St. Louis Post-Dispatch panel shares thoughts of their Ferguson coverage at Media Now STL

Tracy Luke, Adviser

Dateline: August 9, 2014, is a day that will be long remembered in Ferguson, MO. Fast forward 316 days and St. Louis Post Dispatch photographers, video editors, social media managers, editors and reporters continue to try to process what happened and how it was covered for the city, the state and the nation that day.

“I can still remember the feel of the tear gas,” said Steve Giegerich, general assignment reporter, who covered the events in West Florissant from Aug. 9 for weeks. He happened to be at the St. Louis Symphony when protesters disrupted the performance.

For six members of the Post-Dispatch, the 316 days since the incident began has been time to reflect on its impact.  Members addressed more than 250 student journalists attending the Media Now STL (@MediaNowSTL) workshop at Maryville University Sunday afternoon.

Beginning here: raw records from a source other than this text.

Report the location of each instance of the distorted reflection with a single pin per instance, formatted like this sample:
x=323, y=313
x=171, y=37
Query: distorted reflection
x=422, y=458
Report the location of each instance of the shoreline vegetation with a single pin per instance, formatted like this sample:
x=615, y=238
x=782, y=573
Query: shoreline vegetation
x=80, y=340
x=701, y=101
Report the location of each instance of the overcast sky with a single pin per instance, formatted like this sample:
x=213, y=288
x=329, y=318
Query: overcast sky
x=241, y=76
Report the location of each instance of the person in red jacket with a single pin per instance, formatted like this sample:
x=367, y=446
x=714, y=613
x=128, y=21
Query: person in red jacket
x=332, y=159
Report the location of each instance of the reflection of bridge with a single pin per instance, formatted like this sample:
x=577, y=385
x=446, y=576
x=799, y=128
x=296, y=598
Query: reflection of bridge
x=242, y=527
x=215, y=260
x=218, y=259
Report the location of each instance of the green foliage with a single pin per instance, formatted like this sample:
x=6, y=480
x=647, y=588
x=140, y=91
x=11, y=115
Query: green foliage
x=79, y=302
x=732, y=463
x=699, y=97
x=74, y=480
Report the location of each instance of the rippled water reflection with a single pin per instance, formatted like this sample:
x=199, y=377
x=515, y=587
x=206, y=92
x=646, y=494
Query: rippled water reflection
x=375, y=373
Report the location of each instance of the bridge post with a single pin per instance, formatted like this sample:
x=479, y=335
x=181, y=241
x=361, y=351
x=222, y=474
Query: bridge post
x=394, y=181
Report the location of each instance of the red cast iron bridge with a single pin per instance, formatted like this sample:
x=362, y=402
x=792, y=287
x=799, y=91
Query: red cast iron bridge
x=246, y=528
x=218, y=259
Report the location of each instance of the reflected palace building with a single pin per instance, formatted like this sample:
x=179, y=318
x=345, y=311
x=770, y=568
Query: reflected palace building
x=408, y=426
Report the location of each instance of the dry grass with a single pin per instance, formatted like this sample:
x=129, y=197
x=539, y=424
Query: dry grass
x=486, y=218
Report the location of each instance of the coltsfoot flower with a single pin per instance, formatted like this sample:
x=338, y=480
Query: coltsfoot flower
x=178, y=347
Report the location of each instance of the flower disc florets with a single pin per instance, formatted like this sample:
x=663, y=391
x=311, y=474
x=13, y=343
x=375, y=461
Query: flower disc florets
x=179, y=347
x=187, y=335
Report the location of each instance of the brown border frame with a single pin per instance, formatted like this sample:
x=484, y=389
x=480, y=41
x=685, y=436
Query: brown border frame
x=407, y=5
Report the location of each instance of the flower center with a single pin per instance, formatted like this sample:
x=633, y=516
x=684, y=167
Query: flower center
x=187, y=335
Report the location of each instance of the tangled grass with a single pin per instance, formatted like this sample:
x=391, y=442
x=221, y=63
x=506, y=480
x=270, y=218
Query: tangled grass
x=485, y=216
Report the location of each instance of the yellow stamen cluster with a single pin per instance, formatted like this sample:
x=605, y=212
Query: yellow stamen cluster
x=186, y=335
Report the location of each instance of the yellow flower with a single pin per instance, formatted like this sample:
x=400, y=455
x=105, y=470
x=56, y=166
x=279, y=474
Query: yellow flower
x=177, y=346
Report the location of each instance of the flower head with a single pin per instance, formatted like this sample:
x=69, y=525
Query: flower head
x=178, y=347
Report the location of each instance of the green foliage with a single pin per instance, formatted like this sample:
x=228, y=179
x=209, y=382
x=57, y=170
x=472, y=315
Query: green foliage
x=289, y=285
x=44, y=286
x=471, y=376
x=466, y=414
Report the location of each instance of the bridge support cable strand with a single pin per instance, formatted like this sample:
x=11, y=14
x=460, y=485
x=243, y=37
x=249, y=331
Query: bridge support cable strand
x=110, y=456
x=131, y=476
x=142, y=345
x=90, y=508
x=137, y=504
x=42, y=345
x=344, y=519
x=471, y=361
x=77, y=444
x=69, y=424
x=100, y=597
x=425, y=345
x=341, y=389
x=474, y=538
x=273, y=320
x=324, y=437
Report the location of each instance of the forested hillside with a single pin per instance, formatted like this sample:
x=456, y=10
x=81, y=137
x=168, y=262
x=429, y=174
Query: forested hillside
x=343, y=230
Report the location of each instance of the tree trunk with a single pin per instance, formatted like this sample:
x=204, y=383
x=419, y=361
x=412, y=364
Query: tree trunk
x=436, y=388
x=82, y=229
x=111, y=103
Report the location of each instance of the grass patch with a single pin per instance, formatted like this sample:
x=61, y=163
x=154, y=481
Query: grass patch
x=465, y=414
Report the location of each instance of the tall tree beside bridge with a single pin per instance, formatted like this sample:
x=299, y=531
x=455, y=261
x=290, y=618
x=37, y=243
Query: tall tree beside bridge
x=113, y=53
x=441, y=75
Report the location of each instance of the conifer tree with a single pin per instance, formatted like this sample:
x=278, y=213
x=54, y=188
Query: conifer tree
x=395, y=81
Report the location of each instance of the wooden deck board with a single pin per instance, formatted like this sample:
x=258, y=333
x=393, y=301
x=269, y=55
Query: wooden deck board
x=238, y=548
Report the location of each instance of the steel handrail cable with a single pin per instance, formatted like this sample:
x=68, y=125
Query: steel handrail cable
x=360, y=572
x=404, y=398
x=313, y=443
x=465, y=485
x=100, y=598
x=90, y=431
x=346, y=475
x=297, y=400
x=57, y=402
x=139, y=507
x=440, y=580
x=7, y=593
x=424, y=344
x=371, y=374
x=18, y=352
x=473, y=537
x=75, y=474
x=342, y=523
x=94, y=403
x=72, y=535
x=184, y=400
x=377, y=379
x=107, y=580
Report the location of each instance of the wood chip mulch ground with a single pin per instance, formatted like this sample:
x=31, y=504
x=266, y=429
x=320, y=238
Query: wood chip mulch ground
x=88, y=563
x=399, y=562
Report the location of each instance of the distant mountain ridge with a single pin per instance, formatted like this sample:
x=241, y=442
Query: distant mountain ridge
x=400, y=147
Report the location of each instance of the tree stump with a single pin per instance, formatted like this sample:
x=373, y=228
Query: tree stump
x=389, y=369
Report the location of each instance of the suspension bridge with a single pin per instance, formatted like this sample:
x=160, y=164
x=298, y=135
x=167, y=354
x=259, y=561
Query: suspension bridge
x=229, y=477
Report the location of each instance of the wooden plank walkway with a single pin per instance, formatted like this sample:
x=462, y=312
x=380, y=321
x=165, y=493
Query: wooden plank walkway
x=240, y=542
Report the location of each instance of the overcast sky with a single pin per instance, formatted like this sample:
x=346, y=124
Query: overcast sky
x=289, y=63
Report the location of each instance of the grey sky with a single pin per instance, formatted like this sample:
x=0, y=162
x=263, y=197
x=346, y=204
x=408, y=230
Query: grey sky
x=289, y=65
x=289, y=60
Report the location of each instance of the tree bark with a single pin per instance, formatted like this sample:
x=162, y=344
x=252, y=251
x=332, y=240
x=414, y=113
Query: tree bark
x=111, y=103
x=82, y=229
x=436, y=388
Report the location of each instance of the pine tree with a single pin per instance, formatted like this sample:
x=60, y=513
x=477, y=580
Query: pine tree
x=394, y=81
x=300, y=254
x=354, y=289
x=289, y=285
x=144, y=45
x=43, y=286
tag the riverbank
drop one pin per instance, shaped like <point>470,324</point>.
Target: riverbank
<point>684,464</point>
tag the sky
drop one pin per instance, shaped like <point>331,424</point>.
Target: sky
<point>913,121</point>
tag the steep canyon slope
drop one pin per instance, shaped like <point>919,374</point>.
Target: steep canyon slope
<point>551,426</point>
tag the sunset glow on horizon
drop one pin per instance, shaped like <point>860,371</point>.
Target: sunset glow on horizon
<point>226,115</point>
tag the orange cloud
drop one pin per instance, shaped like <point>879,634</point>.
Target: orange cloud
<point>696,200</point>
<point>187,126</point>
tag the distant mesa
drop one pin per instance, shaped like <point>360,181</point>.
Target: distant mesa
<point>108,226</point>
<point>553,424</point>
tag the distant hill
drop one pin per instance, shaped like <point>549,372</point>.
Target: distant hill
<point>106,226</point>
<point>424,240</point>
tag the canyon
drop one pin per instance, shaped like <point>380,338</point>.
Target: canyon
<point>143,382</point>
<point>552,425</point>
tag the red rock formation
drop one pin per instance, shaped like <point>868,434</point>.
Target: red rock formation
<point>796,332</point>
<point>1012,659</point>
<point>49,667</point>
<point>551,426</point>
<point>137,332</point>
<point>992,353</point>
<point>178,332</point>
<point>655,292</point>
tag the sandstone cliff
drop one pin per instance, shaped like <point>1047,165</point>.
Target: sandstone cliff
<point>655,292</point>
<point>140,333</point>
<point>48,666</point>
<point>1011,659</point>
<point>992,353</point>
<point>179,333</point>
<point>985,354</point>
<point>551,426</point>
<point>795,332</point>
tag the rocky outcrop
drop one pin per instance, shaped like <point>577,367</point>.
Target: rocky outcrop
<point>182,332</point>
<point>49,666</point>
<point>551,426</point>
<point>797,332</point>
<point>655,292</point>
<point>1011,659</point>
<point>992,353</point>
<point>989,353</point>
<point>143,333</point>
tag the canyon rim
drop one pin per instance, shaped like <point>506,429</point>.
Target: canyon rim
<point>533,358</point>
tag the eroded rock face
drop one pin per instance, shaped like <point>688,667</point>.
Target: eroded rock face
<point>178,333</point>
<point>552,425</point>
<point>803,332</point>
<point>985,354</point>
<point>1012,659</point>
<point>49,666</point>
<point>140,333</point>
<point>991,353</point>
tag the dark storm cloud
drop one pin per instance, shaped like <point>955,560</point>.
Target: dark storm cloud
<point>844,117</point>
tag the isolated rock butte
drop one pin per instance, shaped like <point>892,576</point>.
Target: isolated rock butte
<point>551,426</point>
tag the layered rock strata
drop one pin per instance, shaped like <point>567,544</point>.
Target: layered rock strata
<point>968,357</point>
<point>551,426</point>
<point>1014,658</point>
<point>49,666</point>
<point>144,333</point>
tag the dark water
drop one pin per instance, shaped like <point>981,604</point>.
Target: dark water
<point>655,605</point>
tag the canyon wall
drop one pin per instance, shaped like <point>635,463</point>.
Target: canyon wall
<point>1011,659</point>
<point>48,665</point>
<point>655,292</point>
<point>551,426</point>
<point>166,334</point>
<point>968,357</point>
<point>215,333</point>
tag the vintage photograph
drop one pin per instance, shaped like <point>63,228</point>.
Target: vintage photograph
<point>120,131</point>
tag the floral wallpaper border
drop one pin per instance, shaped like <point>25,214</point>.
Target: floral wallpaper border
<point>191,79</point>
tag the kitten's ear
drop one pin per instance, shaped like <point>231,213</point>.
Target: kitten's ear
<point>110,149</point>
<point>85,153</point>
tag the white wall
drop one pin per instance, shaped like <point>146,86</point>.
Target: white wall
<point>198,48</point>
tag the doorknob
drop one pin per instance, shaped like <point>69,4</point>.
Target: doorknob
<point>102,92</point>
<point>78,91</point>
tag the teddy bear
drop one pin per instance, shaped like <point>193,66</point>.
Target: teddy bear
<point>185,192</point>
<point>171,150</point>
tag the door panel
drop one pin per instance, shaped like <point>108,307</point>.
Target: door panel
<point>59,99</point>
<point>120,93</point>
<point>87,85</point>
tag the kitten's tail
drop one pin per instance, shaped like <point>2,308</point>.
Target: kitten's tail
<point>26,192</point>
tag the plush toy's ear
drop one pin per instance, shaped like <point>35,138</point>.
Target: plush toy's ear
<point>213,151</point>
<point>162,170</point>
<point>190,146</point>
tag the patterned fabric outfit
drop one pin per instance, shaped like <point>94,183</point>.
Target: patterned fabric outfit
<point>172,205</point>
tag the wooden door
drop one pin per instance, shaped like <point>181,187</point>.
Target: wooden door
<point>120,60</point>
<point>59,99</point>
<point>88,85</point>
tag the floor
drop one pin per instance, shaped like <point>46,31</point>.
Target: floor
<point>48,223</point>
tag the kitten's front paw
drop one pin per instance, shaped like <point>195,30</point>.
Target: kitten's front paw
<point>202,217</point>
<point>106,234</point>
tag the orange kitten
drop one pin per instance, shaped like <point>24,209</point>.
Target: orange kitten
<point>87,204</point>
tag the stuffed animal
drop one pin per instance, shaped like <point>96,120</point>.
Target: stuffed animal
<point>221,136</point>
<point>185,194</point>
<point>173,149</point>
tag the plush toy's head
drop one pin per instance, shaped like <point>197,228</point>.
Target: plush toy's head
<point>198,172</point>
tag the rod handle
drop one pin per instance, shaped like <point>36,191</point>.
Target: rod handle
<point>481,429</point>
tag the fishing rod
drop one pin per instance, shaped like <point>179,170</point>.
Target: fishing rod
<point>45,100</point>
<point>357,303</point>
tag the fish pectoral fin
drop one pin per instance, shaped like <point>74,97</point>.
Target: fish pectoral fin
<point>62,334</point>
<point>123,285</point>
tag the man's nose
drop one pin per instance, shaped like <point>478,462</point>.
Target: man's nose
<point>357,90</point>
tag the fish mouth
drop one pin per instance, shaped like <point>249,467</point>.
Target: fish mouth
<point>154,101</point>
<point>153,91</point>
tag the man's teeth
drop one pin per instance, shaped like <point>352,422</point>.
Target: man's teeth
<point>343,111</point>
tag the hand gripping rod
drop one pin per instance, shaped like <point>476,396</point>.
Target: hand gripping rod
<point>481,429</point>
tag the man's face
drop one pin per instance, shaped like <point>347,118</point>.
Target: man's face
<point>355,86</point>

Director Aaron Manfull ran the panel discussion and began with a slide show that photographer Robert Cohen created to illustrate the breadth and depth of coverage the newspaper and its entities had used to cover Ferguson.

Three major points came across from the speakers regardless of their positions on the staff: The news was so fluid that covering it in real time was the only option and that real time changes very quickly; that events were incredibly social-media driven and that it was equally as important not to rush to hit “send”, but wait a minute, verify, and “cover what’s in front of me,” said Giegerich.

Beth O’Malley, reader engagement editor, was in charge of sorting through all of the incoming tweets for the Post-Dispatch Twitter feed during the days and weeks of Ferguson. She said that she had to “sit on her hands” before immediately tweeting out information and had to determine who and what was reliable.  “It’s amazing how quickly misinformation spreads.”

Cohen shot what many consider the photo that epitomized the riots of Ferguson. But, when his photo went viral, he quickly learned the impact of social media. His followers went from 400 to 9000 in one day when that photo was posted. He addressed the thirst for immediate news and how he learned that lesson and that of the power of social media in the days he covered the events.

One lesson he reiterated to the student journalists was “when in doubt, wait a minute before you hit ‘send’.”